29.03.2023, 4714 Zeichen
False Balance und das Klima. Eigentlich interessant, in Zeiten wie diesen, in denen jedes Modewort umgehend via Soziale Medien den Weg in unsere allgemeinen Wortschätze schafft, ist ein Phänomen, das uns seit Jahren in immer größerem Umfang erfasst nur eine Randnotiz im Vokabular: False Balance, die Falsche Ausgewogenheit ist vielen von uns un- oder kaum bekannt. Und das, obwohl sie uns mehr beeinflusst als wir glauben.
False Balance ist jene Art der Objektivierung, die uns seit Jahren vorgespielt wird, ohne eine echte Objektivierung zu sein. Es werden Konflikte durch gegeneinander sprechende Parteien geschaffen, die danach zu einer Art Generaldiskussion bei uns allen führt, die uns zu einer Meinung und damit die Politik oder die jeweilige Interessensgruppe zu einer daraus abgeleiteten Handlungsorientierung bringt. Man könnte auch sagen „Meinungsmache“ oder gelenkte Objektivität. Wie das funktioniert, ist ganz einfach. Man nimmt eine Meinung aus der Mehrheit und stellt dieser eine einer Minderheit gegenüber, informiert aber nicht, wie groß die Minderheit ist.

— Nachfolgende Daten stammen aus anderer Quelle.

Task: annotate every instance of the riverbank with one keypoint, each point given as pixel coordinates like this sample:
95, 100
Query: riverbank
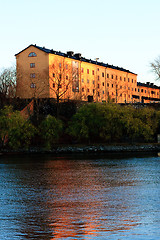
69, 149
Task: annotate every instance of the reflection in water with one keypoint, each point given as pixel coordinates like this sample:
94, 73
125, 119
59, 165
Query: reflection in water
77, 198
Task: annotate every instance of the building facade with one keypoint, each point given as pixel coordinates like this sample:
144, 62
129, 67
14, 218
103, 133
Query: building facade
45, 73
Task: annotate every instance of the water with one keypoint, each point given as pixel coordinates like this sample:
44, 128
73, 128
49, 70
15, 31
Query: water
80, 197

Dies passiert nahezu überall in den Medien. Wo sonst bekommt man Diskussionen über Tempo 100, CO2- Sünder, Klimakleber oder Inflations-Sünder her? Auch unser ganzes Gender-Gehabe fußt auf solchen „Objektivierungen“. In Diskussionen über Kapitalmärkte kennen wir diese Ungleichheit noch viel länger. Da sitzen Öko-Aktivisten neben Börsenpräsidenten, Nachhaltigkeits-Apostel neben Firmenvorständen oder Corona-Leugner neben Oberärzten, am Ende gewinnt der Kommentar über Zocker oder Spekulanten. Die Methode ist immer gleich, selbst wenn 99% aller Menschen der einen Meinung sind, wird durch das Gleichbehandeln der 1% eine Art Balance signalisiert, die keine ist. Ein herrliches Feld, um Meinungen zu lenken. Dazu kommt, dass die teilnehmenden Minderheiten in der Diskussion ja voll trainiert sind. Logisch. Sie leben teilweise ja davon, nur so ins Rampenlicht zu kommen. Ein paar Wochen später machen dann die Meinungsumfragen den Rest, wo sich plötzlich nicht 1%, sondern gleich 10% oder mehr zum anderen Lager zählen lassen. Sympathie schlägt Objektivierung. Und so geht es uns gerade auch in der Klimadiskussion.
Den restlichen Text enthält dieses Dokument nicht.